Mariana approached the candy table and accommodated some envelopes under the cupcakes. I saw her do it as if nothing. No one else noticed anything, except Lourdes Menchaca, Adrian’s boss, who had just entered the room with a huge gift and “I didn’t come for the cupcakes.”

Adrian did see her.

And then he understood that hell had a guest list.

“Lourdes?” he babbled.

“Hello, Adrian,” she said. What a nice party. Very familiar.

Renata closed her eyes.

Doña Teresa leaned towards her.

Do you also work at the agency?

“Yes, ma’am.

“And you know my son very much?”

Renata opened her mouth.

I answered for her.

“A lot.

The second game was “tips for the dad.”

Each guest had to write on a card a tip for Adrian. Tender, silly things, of those that are then kept in a box.

“I also prepared some cards,” I said.

Mariana started to distribute pink envelopes.

Adrian got up.

“Camila, come. I need to talk to you.

“Now, my love. We’re with the advice.

—Camila.

His voice came out hard.

That tone knew him.

It was the tone I used when I wanted me to shut up in public. When I made some hurtful comment and then he said, “Don’t be intense.” When his mom criticized my weight gain and he kept checking his cell phone.

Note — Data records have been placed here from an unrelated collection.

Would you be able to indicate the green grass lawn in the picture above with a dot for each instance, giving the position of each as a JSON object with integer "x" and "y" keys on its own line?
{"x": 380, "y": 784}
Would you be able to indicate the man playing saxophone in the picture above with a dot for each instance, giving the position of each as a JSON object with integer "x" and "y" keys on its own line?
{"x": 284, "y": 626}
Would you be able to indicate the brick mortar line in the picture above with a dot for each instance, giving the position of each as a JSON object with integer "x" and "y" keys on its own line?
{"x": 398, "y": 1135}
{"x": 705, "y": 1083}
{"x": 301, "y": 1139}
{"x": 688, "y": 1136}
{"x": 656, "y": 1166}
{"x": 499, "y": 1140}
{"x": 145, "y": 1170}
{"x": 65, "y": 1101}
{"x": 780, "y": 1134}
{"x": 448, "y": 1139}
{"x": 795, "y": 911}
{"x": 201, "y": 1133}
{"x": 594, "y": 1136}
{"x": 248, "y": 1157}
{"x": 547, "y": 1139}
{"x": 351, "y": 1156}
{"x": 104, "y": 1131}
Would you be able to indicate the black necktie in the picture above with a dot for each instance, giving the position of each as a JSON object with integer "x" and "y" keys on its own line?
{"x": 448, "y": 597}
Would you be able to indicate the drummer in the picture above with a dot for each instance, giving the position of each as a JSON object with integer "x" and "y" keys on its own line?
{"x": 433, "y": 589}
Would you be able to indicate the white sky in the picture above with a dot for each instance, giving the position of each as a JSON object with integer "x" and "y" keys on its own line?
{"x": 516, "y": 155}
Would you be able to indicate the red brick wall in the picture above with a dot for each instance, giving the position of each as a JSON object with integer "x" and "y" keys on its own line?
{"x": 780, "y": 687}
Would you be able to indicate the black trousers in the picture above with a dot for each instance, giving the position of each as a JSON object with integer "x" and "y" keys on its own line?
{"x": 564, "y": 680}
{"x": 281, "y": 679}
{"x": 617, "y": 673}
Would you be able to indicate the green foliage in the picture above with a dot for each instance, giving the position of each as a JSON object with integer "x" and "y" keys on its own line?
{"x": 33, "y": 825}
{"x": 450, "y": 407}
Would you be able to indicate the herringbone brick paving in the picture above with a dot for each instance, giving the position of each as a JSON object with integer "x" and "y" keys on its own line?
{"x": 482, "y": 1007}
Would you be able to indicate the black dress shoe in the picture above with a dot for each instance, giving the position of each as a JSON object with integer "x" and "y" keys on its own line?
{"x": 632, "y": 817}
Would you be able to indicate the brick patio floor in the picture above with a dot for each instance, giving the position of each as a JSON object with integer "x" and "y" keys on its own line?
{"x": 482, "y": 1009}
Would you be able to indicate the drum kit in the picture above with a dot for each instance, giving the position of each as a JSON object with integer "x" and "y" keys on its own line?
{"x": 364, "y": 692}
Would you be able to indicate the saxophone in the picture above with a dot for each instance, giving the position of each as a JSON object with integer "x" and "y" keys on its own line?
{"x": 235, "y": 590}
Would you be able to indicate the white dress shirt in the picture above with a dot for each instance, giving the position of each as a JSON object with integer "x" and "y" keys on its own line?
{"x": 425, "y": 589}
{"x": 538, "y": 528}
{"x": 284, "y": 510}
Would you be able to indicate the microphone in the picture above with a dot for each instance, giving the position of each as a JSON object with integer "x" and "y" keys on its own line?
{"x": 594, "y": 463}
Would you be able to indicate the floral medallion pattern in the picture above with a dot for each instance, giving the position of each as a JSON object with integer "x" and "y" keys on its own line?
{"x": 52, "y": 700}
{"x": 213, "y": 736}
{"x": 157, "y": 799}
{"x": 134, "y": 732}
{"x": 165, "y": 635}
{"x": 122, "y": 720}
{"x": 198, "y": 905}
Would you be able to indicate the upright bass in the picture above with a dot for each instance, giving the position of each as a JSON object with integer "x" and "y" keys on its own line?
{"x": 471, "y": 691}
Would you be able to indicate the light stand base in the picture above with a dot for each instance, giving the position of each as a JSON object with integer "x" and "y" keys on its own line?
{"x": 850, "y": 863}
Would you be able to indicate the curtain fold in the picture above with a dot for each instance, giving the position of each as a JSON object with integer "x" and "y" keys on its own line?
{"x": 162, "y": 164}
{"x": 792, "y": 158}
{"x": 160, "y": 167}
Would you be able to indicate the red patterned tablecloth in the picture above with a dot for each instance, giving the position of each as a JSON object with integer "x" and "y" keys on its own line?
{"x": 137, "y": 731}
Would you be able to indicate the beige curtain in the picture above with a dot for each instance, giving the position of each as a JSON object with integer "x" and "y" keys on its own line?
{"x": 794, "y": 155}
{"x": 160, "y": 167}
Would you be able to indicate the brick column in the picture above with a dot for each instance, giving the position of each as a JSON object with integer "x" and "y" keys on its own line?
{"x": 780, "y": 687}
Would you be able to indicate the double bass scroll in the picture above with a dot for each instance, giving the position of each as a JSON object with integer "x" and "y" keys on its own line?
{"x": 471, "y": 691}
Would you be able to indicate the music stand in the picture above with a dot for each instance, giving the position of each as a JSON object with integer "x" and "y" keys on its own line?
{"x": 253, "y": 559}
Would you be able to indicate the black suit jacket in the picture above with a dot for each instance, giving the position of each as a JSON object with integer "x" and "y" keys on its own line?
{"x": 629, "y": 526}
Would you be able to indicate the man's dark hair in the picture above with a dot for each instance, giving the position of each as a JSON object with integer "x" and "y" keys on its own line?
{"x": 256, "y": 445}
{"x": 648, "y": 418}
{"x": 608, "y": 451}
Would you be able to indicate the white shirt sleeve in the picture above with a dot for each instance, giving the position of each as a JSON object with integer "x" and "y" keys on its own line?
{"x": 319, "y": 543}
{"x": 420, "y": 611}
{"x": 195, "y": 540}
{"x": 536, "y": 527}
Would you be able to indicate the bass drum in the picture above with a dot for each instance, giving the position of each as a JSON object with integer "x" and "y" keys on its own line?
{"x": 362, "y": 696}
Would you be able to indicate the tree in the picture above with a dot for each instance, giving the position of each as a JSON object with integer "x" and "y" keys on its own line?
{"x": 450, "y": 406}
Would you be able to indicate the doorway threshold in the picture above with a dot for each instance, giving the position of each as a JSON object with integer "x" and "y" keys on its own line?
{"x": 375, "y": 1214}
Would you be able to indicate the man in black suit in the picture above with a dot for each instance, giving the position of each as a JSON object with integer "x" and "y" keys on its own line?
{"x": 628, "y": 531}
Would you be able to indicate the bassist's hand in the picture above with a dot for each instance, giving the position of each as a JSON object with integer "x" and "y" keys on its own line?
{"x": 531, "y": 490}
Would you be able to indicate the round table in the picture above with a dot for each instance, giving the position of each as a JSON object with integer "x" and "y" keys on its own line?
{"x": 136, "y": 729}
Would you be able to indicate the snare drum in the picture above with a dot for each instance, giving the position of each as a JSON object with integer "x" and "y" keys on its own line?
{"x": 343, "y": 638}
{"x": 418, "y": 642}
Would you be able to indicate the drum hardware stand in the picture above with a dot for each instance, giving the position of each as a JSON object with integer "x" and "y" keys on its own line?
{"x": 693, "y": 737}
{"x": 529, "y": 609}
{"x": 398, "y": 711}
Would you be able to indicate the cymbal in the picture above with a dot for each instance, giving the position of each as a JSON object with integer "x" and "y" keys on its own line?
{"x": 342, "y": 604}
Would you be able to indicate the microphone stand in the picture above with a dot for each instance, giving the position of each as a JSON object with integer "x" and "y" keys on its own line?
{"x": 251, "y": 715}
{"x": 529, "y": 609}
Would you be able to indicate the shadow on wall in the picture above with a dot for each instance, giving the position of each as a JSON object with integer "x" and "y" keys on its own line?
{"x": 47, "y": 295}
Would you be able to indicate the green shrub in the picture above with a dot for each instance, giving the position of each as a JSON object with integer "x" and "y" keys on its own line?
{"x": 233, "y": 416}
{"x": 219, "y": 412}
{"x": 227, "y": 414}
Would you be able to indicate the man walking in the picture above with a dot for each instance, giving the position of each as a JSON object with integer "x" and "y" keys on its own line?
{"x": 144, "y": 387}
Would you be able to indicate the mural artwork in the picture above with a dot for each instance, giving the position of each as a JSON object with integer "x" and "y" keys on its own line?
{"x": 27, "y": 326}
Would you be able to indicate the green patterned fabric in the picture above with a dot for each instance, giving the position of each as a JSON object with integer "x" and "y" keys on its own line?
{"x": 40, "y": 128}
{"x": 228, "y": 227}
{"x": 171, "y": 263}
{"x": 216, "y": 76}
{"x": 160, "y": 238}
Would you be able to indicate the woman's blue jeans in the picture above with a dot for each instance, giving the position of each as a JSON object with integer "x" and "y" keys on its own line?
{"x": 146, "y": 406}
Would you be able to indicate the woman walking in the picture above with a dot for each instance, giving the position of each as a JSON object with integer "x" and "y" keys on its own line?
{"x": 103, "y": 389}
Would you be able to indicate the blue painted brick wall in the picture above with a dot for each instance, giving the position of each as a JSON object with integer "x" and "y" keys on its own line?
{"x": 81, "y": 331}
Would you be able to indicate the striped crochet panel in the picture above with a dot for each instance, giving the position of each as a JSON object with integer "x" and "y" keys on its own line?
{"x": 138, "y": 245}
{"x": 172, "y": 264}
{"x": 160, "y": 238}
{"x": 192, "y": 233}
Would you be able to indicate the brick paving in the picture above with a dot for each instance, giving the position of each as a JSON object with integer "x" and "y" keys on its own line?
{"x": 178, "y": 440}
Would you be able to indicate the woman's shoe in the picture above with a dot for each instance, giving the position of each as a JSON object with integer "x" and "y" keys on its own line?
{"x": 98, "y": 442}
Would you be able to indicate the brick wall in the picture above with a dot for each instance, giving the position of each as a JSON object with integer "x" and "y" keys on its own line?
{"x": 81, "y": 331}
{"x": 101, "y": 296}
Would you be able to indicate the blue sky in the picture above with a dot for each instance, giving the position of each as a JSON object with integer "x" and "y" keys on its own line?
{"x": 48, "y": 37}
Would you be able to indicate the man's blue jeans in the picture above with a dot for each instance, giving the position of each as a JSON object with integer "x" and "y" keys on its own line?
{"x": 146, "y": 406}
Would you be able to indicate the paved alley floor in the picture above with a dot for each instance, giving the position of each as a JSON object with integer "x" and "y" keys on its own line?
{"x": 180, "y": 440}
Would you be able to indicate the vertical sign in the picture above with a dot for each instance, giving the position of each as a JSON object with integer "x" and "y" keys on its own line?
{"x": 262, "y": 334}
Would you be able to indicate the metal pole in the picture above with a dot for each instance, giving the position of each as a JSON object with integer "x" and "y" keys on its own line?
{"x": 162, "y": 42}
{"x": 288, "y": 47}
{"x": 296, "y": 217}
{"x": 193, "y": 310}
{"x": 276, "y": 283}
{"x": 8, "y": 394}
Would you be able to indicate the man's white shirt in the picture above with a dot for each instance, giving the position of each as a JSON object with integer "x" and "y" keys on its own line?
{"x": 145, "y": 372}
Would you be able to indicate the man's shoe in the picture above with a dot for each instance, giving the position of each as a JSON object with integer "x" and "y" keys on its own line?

Before, that tone was blackening me.

Not that day.

“Sit down, Adrian,” I said. You’re gonna learn a lot.

My cousin Mariana took the microphone.

Let’s read some anonymous tips. I start.

He opened the first envelope.

“Tip for Dad: Don’t keep your lover like Carlos workshop if your wife can read.”

The silence fell whole.

Not little.

Whole.

Like pozole plate on white tablecloth.

Someone released an “ay, my God.”

My mother-in-law took her hand to her chest.

Adrian took a step towards Mariana.

“Give me that.

Mariana lifted the microphone.

Without snatching, papacito. There are pregnant women present.

My mom came to my side.

“Camila,” he whispered, “what is this?”

I looked at her.

“Truly, Mom.

Renata stood up.

I’m leaving.

“No,” I said. You stay so much. You’ve already made six months of a table in my marriage. Hold ten minutes of dessert.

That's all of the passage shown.